Sex school

Taiwan plans to open an institute of sexology in an effort to reduce its divorce rate.

Apr 16, 2001 | Finally, Taiwanese citizens have a rigorous academic setting in which to study "quality sex."

The Graduate Institute of Sexology will be based at Shu Te University and headed by Dr. Lin Yen-chin. It is to open later this year.

The institute is about saving marriages, Lin says. Taiwan leads Asia in its annual divorce rate, at 2.37 percent in 2000, according to the Straits Times.

"If a married person fails to ask his or her better half to spice up their sex life, frustrations would build up and eventually ruin their marriage," Lin told the Straits Times.

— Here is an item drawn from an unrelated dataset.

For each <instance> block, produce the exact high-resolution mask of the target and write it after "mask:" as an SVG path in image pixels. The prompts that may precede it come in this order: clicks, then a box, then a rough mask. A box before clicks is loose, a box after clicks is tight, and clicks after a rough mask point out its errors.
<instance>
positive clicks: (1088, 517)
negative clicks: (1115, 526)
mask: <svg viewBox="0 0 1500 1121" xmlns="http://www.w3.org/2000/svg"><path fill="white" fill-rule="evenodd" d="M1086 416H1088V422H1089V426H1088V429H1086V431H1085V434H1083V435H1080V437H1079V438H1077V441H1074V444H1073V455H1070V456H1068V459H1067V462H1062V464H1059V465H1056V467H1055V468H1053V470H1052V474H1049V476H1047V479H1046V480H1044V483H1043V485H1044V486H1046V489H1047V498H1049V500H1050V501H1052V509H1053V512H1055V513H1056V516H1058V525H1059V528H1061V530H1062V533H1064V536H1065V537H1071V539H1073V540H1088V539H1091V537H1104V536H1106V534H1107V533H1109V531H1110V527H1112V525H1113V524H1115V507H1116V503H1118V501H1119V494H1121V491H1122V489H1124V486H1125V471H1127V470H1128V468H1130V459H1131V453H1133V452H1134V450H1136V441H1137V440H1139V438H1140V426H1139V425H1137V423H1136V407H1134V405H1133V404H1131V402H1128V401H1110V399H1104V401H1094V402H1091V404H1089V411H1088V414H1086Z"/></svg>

Less discussed is a more disturbing number. Thirty-five percent of married women were victims of spousal abuse, according to the Department of Women Development of Taiwan's Democratic Progressive Party and a 1999 U.S. State Department report. Rape is on the upswing, and the general level of sex education is low. News outlets in Taiwan recently drooled over the story of a 17-year-old who had seven abortions in one year, unaware of birth control techniques, according to the report in the Straits Times.

Still, Lin sounds either wide-eyed or weird when she suggests bad sex is at the heart of Taiwan's male-female problems. The country might well be hard up for sex information, but its incidence of violence against women goes deeper. When Peng Wan-ru, director of the Department of Women Development, was raped and murdered in 1997 -- her body had 35 stab wounds -- the Asian Human Rights Commission and other groups redoubled their efforts to look for solutions.

As usual, it's the opponents of the sex school that put it in perspective: Lin's solution may be thin, but when Taiwanese conservatives haul out their fusty, thinly veiled prudishness -- sex education will lead to more abortions and sex crimes -- she comes out looking like a saint.

No word yet on the curriculum of the sex school, but look for lots of homework jokes among students.